Los líderes de la OTAN definieron este miércoles a Rusia como la «más significativa y directa amenaza» para su seguridad y consideraron a China por primera vez como un «desafío», en la nueva estrategia para la próxima década que busca preparar a la alianza atlántica ante un mundo «más peligroso». En la cumbre que se celebra en Madrid, Estados Unidos anunció el aumento de su presencia militar en Europa, además de la región báltica, en respuesta a la invasión rusa de Ucrania. Por su parte Moscú aseguró que no se siente intimidada y su gobierno no se quedará de brazos cruzados ante el refuerzo militar aliado.
Apoyo a Ucrania «mientras sea necesario»
«Nos enfrentamos a un cambio radical en nuestro entorno de seguridad. Y la competencia estratégica está aumentando en todo el mundo», resumió en una rueda de prensa el secretario general aliado, Jens Stoltenberg. En la cita, los líderes aliados dieron luz verde al «Concepto Estratégico de Madrid», el documento en el que basan sus principios y que guiará sus políticas a lo largo de la próxima década.
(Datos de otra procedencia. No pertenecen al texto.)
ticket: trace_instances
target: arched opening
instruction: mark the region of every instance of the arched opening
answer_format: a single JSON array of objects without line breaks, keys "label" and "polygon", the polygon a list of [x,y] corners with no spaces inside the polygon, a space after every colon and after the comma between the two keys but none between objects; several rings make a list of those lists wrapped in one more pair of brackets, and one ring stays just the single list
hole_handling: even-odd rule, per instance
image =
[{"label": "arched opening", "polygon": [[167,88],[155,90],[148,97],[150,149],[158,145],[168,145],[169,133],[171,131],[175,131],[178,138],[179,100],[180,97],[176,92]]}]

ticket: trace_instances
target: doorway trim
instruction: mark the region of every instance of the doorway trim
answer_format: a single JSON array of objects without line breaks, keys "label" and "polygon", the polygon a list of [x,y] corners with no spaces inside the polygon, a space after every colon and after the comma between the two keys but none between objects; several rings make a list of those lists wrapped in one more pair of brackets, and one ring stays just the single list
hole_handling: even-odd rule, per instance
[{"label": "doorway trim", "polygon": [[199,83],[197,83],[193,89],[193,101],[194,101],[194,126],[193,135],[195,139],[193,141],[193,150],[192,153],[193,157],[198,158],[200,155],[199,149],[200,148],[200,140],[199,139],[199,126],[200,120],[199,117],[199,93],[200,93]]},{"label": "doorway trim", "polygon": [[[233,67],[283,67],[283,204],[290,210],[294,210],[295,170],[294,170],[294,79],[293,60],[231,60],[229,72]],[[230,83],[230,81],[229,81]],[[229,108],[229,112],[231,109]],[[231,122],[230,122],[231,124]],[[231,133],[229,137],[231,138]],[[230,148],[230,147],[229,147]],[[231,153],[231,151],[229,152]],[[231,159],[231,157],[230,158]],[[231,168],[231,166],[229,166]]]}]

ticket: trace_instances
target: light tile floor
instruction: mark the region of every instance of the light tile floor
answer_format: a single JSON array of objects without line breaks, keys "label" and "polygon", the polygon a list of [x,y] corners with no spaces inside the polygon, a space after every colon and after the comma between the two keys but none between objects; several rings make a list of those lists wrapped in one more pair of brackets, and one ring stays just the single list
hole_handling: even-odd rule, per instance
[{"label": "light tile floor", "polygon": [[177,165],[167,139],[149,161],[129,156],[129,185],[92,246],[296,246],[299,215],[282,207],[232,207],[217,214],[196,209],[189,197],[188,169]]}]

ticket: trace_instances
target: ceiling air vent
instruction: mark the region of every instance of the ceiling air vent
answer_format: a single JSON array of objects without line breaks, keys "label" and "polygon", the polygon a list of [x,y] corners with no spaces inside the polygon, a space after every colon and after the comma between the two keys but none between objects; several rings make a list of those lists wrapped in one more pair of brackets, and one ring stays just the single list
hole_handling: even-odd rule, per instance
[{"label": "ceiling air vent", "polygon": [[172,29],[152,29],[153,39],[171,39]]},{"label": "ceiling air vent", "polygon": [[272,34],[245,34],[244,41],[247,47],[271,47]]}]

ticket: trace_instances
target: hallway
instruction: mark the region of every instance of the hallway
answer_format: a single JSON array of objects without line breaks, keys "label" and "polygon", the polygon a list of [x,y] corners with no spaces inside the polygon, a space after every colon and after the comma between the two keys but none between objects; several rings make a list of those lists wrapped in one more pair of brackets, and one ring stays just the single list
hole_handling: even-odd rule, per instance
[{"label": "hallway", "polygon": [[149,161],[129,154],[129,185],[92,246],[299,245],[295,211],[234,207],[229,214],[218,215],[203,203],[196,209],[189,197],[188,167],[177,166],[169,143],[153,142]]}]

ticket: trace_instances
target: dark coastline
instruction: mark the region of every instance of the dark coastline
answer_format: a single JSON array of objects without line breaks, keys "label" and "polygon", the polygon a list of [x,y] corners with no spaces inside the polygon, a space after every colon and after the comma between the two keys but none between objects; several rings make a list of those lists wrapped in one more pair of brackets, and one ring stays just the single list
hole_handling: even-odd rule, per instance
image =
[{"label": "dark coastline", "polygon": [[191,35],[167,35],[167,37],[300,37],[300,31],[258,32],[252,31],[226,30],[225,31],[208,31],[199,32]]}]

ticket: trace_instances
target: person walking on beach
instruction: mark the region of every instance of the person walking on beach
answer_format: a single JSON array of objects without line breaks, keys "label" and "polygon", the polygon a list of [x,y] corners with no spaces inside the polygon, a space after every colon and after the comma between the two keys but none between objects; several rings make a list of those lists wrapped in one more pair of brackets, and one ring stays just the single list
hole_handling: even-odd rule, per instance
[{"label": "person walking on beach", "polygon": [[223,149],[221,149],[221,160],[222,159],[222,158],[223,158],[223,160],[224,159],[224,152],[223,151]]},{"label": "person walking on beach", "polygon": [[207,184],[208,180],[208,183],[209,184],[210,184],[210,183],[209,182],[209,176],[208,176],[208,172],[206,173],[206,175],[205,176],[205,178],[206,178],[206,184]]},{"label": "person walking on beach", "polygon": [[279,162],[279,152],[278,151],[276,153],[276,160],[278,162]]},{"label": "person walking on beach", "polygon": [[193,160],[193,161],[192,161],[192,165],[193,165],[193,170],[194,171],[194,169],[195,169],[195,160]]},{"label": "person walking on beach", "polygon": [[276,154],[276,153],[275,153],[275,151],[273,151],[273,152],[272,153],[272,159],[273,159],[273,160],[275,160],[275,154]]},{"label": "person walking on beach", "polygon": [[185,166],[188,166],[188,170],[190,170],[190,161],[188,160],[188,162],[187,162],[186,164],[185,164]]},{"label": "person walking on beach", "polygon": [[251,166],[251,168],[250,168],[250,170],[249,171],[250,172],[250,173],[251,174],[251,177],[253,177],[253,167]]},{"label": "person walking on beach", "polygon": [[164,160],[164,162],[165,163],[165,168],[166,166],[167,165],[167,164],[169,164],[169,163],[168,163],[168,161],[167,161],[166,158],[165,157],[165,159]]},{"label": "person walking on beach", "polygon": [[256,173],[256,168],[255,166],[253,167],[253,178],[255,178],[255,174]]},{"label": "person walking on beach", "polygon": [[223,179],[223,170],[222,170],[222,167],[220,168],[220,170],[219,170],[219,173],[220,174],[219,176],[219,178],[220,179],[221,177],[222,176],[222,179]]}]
La guerra de Rusia en Ucrania «hizo saltar en pedazos» la paz en Europa, destacan los líderes en ese texto, en el que cambian el enfoque de «socio estratégico» que mantenían de Moscú desde que aprobaron su último concepto en 2010, en una cumbre en Lisboa en la que incluso participó el entonces presidente ruso, Dmitri Medvedev.
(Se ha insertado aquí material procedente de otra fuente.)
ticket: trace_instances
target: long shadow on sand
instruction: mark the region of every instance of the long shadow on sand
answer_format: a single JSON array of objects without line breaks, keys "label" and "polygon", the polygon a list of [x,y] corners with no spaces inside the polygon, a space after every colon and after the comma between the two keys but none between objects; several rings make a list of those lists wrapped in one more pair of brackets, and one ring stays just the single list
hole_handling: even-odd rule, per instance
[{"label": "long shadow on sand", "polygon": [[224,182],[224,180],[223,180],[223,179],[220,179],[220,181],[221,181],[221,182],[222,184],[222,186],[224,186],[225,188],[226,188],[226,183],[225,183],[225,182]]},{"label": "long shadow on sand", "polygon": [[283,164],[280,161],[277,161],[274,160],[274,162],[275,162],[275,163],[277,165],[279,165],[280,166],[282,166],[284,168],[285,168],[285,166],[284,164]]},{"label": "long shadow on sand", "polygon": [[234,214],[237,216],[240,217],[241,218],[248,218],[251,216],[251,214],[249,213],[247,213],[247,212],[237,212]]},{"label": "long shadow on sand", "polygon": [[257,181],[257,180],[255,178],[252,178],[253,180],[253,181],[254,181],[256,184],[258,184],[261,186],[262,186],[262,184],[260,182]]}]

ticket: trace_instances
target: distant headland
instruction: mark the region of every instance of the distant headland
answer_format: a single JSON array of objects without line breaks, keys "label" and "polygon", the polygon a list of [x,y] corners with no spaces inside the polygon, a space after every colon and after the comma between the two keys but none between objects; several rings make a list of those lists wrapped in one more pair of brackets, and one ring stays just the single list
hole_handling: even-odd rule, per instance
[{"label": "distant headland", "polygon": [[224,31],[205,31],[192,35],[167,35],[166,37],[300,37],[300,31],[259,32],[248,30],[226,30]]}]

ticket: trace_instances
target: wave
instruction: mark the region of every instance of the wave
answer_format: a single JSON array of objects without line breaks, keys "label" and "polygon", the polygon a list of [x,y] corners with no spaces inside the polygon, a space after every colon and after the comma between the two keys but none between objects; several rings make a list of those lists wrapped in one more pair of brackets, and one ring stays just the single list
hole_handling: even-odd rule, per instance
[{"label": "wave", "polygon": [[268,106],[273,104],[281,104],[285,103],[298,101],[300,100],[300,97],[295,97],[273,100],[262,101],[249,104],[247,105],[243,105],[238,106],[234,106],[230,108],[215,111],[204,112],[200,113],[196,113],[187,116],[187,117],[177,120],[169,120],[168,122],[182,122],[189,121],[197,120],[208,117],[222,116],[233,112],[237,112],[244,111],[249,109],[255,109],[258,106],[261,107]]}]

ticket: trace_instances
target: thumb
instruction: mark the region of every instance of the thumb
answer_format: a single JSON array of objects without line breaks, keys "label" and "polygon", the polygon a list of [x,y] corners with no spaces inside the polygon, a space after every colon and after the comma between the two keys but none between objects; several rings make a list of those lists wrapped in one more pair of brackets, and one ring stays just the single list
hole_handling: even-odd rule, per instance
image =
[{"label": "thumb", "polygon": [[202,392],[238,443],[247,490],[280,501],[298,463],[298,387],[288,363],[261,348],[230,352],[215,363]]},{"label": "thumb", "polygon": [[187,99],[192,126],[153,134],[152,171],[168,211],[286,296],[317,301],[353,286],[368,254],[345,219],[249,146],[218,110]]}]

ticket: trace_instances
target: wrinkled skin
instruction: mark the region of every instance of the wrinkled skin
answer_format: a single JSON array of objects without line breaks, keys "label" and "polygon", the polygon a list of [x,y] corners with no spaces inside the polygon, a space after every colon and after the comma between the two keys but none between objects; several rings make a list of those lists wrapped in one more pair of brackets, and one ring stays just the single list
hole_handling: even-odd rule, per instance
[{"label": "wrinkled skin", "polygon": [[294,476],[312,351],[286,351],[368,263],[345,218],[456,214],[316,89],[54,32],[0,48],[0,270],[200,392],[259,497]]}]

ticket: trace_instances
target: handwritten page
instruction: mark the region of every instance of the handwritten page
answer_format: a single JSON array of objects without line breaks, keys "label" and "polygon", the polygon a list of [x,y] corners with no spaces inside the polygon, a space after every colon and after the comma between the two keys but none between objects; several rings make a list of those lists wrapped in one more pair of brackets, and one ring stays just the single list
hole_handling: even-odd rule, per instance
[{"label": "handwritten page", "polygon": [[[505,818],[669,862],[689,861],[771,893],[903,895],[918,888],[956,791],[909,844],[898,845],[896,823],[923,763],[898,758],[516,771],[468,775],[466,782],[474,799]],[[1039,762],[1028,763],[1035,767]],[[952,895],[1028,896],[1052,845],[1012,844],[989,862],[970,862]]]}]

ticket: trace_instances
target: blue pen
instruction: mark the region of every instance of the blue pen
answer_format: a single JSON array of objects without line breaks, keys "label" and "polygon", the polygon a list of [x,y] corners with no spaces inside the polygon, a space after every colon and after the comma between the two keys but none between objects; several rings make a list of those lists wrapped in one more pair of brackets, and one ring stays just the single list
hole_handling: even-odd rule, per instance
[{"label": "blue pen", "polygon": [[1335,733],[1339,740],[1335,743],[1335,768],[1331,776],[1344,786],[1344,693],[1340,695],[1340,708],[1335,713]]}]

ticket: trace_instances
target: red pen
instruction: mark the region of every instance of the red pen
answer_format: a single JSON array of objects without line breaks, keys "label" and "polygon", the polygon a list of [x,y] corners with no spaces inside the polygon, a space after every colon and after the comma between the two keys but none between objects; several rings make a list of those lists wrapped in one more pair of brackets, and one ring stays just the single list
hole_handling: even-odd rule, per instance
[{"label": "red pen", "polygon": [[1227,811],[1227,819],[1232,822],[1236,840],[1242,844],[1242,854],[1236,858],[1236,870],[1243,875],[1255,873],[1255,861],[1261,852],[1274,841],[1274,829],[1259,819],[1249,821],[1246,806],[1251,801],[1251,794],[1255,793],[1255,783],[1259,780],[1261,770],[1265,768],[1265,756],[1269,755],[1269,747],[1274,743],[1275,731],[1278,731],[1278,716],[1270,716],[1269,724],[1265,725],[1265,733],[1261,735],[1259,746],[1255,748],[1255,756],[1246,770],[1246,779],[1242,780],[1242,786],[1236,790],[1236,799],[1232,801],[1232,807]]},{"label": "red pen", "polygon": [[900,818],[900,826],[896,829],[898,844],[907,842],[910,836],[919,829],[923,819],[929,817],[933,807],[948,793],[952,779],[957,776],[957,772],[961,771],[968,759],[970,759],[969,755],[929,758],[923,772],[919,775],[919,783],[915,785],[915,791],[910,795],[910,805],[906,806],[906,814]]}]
Los aliados celebraron una sesión de trabajo dedicada a la guerra en Ucrania en la que participó por videoconferencia el presidente de ese país, Volodimir Zelenski, de quien elogiaron su «liderazgo». En la capital española, los líderes de la alianza dieron luz verde a un paquete integral de asistencia a Kiev que incluye comunicaciones seguras, combustible, suministros médicos y armaduras corporales, así como equipos para hacer frente a minas y amenazas químicas y biológicas.
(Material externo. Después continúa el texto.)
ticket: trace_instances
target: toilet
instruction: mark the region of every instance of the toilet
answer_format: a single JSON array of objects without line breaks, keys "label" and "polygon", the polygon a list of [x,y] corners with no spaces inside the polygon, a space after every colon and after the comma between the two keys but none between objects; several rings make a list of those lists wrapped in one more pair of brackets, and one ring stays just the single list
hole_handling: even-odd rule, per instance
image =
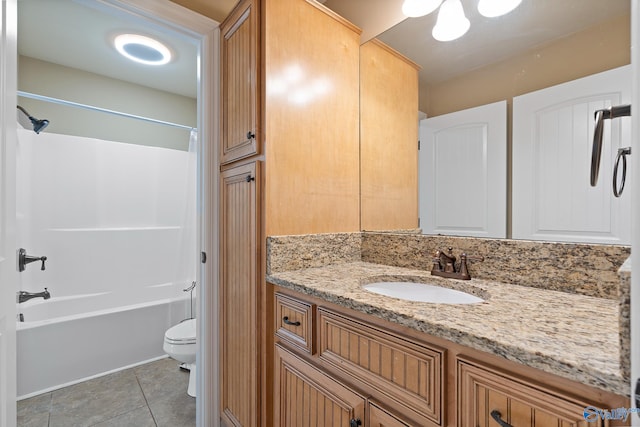
[{"label": "toilet", "polygon": [[172,359],[182,362],[189,373],[187,394],[196,397],[196,319],[188,319],[167,329],[162,349]]}]

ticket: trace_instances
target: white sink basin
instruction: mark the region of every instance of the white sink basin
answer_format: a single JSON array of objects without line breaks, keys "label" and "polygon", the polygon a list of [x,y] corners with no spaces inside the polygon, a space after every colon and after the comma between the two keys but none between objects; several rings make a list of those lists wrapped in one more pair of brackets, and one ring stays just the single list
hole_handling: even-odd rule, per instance
[{"label": "white sink basin", "polygon": [[378,282],[364,285],[363,288],[369,292],[408,301],[437,304],[475,304],[484,301],[466,292],[426,283]]}]

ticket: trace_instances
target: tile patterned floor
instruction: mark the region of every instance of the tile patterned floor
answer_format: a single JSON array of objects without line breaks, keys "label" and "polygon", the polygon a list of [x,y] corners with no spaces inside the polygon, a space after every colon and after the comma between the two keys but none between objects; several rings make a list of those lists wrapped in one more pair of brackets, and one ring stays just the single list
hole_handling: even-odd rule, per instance
[{"label": "tile patterned floor", "polygon": [[189,373],[161,359],[18,402],[18,427],[193,427]]}]

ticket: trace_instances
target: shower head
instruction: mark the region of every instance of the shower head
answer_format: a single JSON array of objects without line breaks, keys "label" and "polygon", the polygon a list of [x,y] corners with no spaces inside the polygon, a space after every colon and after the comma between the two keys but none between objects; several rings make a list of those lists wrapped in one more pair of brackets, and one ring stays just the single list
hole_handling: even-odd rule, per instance
[{"label": "shower head", "polygon": [[25,110],[21,106],[16,105],[16,107],[18,108],[18,110],[22,111],[29,118],[29,120],[31,121],[31,124],[33,125],[33,131],[35,133],[40,133],[42,130],[44,130],[44,128],[49,126],[49,120],[47,120],[47,119],[36,119],[31,114],[29,114],[27,112],[27,110]]}]

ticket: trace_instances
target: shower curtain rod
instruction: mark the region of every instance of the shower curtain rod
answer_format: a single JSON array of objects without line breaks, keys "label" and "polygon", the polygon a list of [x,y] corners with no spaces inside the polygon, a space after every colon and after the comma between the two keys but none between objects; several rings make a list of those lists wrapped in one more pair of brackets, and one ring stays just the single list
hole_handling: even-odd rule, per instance
[{"label": "shower curtain rod", "polygon": [[181,124],[178,124],[178,123],[166,122],[164,120],[151,119],[149,117],[137,116],[135,114],[122,113],[120,111],[109,110],[107,108],[101,108],[101,107],[94,107],[93,105],[80,104],[78,102],[66,101],[64,99],[52,98],[50,96],[36,95],[35,93],[23,92],[21,90],[18,91],[18,96],[22,96],[24,98],[36,99],[38,101],[52,102],[54,104],[66,105],[66,106],[70,106],[70,107],[84,108],[85,110],[99,111],[101,113],[108,113],[108,114],[113,114],[113,115],[116,115],[116,116],[128,117],[130,119],[143,120],[145,122],[156,123],[156,124],[159,124],[159,125],[172,126],[172,127],[177,127],[177,128],[181,128],[181,129],[187,129],[187,130],[196,129],[194,127],[187,126],[187,125],[181,125]]}]

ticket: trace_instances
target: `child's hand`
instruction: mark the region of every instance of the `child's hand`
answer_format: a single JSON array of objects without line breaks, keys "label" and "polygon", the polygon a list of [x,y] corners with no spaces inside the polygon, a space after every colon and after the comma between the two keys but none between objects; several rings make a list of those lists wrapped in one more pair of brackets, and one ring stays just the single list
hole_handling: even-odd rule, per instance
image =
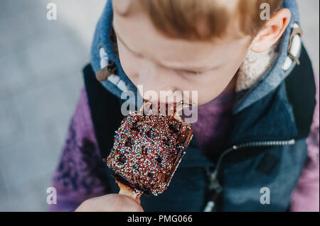
[{"label": "child's hand", "polygon": [[84,201],[75,210],[76,212],[143,212],[139,199],[130,197],[108,194],[90,198]]}]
También contiene «cientos de sistemas portátiles antidrones», según señaló Stoltenberg, quien aseguró que «a más largo plazo ayudaremos a Ucrania a pasar de equipamiento de la era soviética a un equipamiento moderno de la OTAN». El secretario general dejó claro que los países de la OTAN darán apoyo a Ucrania «mientras sea necesario», y auguró que los aliados deben estar «preparados para el largo plazo», porque las guerras son impredecibles.
El refuerzo de la presencia militar estadounidense en Europa anunciado por el presidente Joe Biden supone un aumento del despliegue en España, Polonia, Rumania, los estados bálticos, el Reino Unido, Alemania e Italia. «Si Putin esperaba tener menos OTAN en el flanco oriental como resultado de su invasión ilegal e injustificada de Ucrania, estaba totalmente equivocado: tendrá más OTAN», lanzó el primer ministro británico, Boris Johnson, a su llegada al recinto ferial donde se celebra la cumbre.
Moscú denuncia la agresividad de la OTAN
Rusia aseguró en cambio que no se siente intimidada por el aumento de la presencia militar de Estados Unidos en varios países de Europa, al tiempo que remarcó que el Estado ruso no se quedará de brazos cruzados y garantizará la seguridad del país. «Creo que quienes proponen estas decisiones tienen la ilusión de que podrán intimidar a Rusia, contenerla de alguna manera. No tendrán éxito», declaró el viceministro de Exteriores, Serguei Riabkov, según la agencia RIA Nóvosti.
Riabkov indicó que la seguridad de los países en los que aparecerán contingentes estadounidenses adicionales no se fortalecerá, sino que la perspectiva de estabilización se alejará. «Los riesgos aumentarán. Nosotros no nos quedaremos de brazos cruzados. Tenemos las capacidades y los recursos. La seguridad será garantizada al cien por ciento», expresó el funcionario ruso.
El presidente de Ucrania, Volodimir Zelenski, intervino por videoconferencia en la cumbre y pidió «sistemas mucho más modernos, artillería moderna», agregando que el apoyo económico «no es menos importante que la ayuda en armas» y que su país necesita unos cinco mil millones de dólares al mes para su defensa. Sobre el terreno, Ucrania repatrió a 144 soldados en el mayor canje de prisioneros con Rusia desde el inicio de la guerra.